Testing of the ICD-10 software should be conducted in addition to training administrators, physicians and staff members in areas concentrating on the development of new guidelines and practice policies (such as converting the most commonly applied ICD-9 codes into their ICD-10 equivalents) and facilitating updates to forms and other paperwork.

Nephrological practices will experience significant procedural coding changes this year. These include changes to office services, consultation, outpatient services, diagnostic radiology and kidney dialysis. In particular, CMS (Centers for Medicare and Medicaid Services) proposed updates to Medicare payment rates and policies regarding ESRD (End-Stage Renal Disease) facilities that are paid according to the ESRD PPS (Prospective Payment System). This recommended suggestion by CMS is intended to enhance incentives for better standards of care and results for ESRD patients by improving the QIP (Quality Incentive Program). Consequently, dialysis facilities may experience payments that are affected by QIP performance scored during a suggested calender year performance period in 2013.

Additional payment changes for outpatient dialysis treatments are expected to rise by 2.5. According to CMS, Medicare paymentsto nearly 6000 End-Stage Renal Disease facilities in 2013 should total an estimated $8.8 billion. After the entirety of policy changes are implemented and fully active, ESRD facilities will see a 3.1 percent increase to payments received.
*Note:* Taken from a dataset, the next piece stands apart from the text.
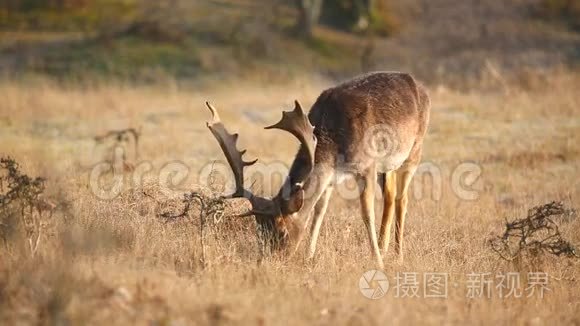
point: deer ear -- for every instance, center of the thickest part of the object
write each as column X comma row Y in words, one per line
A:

Moreover, CMS is also recommending that ESRD establishments collect information regarding four different reporting measures that accurately capture data and provides statistical material concerning how well the ESRD facility is:

  • Managing a patient’s anemia, a common problem associated with hemodialysis
  • Reporting infection issues to the CDC’s National Healthcare Safety Network
  • Monitoring a patient’s calcium and phosphorous levels
  • Providing patients with surveys concerning their experience at the facility

The ICD-10 will also contain changes to renal tumor diagnosis codes in 2013. Previously, the ICD-9 had medical billers using one of two codes for descriptions of neoplasms. However, starting in October of this year, there will be six codes explaining the type and condition of a renal tumor. Some of the new codes will include C64.1 (malignant neoplasm of right kidney, except renal pelvis) and C65.1 (malignant neoplasm of right renal pelvis).